Social anxiety disorder is also referred to as social phobia and it is essentially an anxiety disorder in which an individual has an unreasonable and excessive fear of social situations. Self-consciousness and intense nervousness arise from a phobia of being judged, criticized and closely watched by others.
An individual who has social anxiety disorder is terrified that he or she will look bad, make mistakes and be humiliated or embarrassed in front of others. This fear could become worse if the individual lacks experience or social skills in social situations. Social anxiety could build up into a panic attack. Due to the fear, this individual becomes distressed in certain social situations or he or she may totally avoid them.
Additionally, individual who have social anxiety disorder frequently suffer “anticipatory” anxiety, which is a fear of a situation prior to it even happening. In a lot of cases, the individual is aware that it is an unreasonable fear, yet he or she is powerless to overcome it.
No single known cause is there for social anxiety disorder; however, research suggests that environmental, psychological and biological factors play a part in its development.
Individual who have social anxiety disorder could develop their fear while noticing another person being made fun of or from witnessing the behavior of others. In addition, sheltered or overprotected children may not develop good social skills as a component of their normal development.
Social anxiety disorder could result from past humiliating or embarrassing social experiences like being ignored or bullied by peers.
Currently, social anxiety disorder is believed to be linked to irregular functioning of brain circuits, which regulate the ‘fight or flight’ response hub in the brain as well as the emotions. Genetics could also contribute to the disorder.
Currently, the most effective treatment for this disorder is CBT or cognitive behavioral therapy.

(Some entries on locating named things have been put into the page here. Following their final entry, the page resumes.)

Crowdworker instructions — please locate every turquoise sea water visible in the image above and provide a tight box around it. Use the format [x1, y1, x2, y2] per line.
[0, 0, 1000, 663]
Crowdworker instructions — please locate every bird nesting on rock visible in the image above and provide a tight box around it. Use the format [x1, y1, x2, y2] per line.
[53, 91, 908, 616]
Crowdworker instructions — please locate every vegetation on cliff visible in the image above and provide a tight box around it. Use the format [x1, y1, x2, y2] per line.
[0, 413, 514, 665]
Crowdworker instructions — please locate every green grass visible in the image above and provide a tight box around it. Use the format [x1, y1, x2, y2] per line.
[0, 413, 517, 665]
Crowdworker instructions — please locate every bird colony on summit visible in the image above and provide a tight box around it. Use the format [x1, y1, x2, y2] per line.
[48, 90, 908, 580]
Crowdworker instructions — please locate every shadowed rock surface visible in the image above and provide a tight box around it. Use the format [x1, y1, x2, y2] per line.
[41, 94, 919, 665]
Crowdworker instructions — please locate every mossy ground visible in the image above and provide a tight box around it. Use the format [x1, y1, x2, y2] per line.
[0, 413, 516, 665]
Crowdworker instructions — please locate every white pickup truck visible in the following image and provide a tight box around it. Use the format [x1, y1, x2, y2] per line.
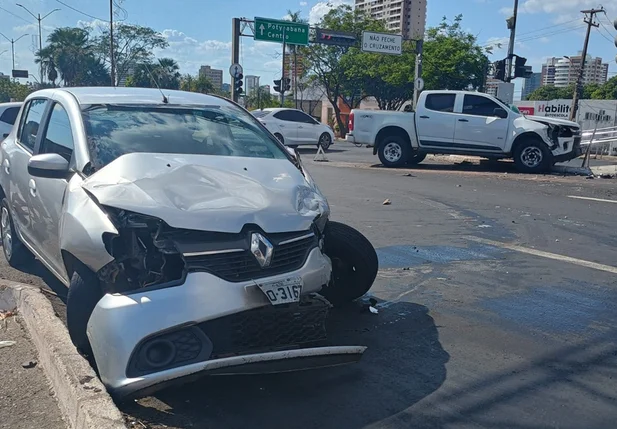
[347, 91, 581, 173]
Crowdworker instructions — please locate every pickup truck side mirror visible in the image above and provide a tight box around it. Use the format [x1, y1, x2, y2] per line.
[493, 107, 508, 119]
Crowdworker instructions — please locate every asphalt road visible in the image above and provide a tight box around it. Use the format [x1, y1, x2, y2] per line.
[0, 144, 617, 429]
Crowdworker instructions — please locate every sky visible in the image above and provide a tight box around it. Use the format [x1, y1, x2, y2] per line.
[0, 0, 617, 97]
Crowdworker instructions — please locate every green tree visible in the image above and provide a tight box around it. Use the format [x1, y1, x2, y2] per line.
[422, 15, 491, 90]
[94, 24, 169, 82]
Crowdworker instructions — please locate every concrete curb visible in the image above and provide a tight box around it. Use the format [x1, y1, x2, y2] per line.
[0, 280, 126, 429]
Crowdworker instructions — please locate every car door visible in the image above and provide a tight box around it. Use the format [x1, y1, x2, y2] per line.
[29, 102, 75, 273]
[2, 98, 47, 247]
[273, 110, 300, 145]
[416, 93, 456, 148]
[293, 110, 320, 145]
[454, 94, 509, 152]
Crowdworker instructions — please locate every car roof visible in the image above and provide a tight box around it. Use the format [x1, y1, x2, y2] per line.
[28, 86, 232, 106]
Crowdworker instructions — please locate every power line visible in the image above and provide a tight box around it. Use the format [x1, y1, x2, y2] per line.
[56, 0, 108, 22]
[0, 7, 32, 24]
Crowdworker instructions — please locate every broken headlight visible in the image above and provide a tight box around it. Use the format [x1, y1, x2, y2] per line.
[98, 207, 185, 293]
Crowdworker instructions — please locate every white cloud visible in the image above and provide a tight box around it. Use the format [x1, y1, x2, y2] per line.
[309, 0, 353, 24]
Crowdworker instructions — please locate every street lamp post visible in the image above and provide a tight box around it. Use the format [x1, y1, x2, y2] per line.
[0, 33, 29, 70]
[15, 3, 60, 83]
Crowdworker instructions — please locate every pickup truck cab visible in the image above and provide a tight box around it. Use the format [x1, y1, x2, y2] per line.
[347, 91, 581, 173]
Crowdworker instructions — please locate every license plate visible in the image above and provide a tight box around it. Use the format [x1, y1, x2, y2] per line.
[258, 277, 302, 305]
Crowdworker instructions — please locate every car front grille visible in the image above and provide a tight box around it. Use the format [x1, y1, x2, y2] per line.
[185, 234, 317, 282]
[197, 297, 330, 359]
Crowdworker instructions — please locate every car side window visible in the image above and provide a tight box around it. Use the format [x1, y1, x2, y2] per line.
[424, 94, 456, 113]
[274, 110, 296, 122]
[0, 107, 19, 125]
[463, 95, 501, 116]
[39, 103, 75, 161]
[17, 99, 47, 151]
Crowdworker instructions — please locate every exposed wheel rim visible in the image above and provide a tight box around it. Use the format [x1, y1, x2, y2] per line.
[319, 134, 332, 149]
[383, 142, 403, 162]
[0, 207, 13, 259]
[521, 146, 544, 168]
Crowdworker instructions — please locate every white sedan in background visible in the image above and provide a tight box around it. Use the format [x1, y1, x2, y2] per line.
[251, 108, 334, 150]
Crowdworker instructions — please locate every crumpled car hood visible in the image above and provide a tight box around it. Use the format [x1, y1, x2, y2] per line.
[82, 153, 329, 233]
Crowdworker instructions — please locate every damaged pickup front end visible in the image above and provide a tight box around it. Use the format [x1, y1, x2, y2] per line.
[62, 153, 374, 398]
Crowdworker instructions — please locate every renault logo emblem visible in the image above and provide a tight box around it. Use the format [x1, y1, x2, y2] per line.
[251, 232, 274, 268]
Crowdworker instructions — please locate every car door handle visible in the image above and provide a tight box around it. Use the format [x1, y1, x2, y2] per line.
[28, 179, 36, 197]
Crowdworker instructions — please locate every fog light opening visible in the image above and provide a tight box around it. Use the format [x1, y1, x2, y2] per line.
[142, 340, 176, 368]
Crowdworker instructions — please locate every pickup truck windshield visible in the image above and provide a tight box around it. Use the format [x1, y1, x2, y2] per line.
[82, 105, 287, 171]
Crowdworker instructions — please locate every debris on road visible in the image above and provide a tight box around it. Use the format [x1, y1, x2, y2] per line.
[21, 360, 38, 369]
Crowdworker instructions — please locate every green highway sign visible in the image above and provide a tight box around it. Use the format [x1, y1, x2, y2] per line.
[255, 17, 309, 46]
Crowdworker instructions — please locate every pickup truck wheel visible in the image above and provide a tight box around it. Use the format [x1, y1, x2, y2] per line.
[66, 267, 103, 355]
[514, 138, 552, 173]
[0, 198, 34, 268]
[407, 152, 427, 165]
[377, 136, 410, 167]
[319, 133, 332, 150]
[321, 221, 379, 305]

Medication could also be used to assist in easing social anxiety disorder symptoms to make CBT more effective. Medication could be used alone as well.
Social Anxiety Support in Auckland
Support groups for social anxiety operate with the goal of bringing together individuals with similar problems to have discussions and learn from the experiences of others. Individuals who are thinking about joining a support group should find one that has members who are afflicted with social anxiety disorder as well. These group members are more likely to appreciate the difficulty involved in talking openly.

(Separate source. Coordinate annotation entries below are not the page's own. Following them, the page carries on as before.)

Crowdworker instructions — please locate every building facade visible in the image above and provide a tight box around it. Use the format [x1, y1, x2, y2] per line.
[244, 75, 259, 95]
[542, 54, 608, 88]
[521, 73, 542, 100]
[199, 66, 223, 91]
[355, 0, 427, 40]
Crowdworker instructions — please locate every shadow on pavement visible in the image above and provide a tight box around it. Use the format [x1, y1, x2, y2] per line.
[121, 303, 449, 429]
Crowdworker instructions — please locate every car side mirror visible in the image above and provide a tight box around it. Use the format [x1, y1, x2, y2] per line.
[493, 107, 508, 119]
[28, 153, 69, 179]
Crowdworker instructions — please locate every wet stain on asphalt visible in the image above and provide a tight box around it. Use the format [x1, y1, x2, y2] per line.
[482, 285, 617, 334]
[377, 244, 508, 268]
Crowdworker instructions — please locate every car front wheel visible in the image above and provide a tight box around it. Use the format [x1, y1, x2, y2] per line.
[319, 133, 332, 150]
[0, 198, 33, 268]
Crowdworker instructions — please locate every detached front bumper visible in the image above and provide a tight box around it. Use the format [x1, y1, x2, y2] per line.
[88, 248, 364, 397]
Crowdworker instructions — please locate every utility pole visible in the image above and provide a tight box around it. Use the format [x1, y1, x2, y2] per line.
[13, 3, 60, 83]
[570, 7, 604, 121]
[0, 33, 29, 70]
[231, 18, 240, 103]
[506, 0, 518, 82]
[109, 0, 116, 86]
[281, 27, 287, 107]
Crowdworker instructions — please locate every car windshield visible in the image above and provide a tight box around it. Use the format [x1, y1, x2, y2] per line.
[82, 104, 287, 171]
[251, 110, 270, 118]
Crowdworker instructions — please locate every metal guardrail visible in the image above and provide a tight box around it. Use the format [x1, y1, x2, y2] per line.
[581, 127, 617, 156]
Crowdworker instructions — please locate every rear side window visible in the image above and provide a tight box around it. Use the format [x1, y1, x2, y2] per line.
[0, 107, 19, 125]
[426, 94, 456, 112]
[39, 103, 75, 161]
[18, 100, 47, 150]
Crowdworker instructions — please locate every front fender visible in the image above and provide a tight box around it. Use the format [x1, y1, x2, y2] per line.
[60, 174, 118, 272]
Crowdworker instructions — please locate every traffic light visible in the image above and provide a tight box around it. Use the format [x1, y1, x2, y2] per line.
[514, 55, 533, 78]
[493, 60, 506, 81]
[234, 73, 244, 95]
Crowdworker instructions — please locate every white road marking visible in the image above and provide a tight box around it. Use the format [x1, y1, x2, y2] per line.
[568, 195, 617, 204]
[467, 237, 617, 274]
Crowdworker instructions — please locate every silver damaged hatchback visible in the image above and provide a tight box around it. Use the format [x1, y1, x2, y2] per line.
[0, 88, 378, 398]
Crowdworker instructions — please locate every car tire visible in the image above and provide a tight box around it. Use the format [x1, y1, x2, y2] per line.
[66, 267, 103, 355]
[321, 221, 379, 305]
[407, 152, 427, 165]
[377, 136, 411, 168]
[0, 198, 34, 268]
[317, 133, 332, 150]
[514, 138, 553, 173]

The aim of support groups is to encourage fun and friendship. The activities may include cafe visits, games, bush walks, movies, dinners and focused meetings in which members can talk about challenges. There are even meetings to which guest speakers are invited to address members. Group members are typically just ordinary individuals who are seeking to connect with others who have similar issues.
The issues group members face could range from social phobia, mild to chronic anxiety, physical limitations, depression and individuals whose anxieties and fears came about as a result of traumatic events like stress, loss of a loved one, discrimination, divorce or illness.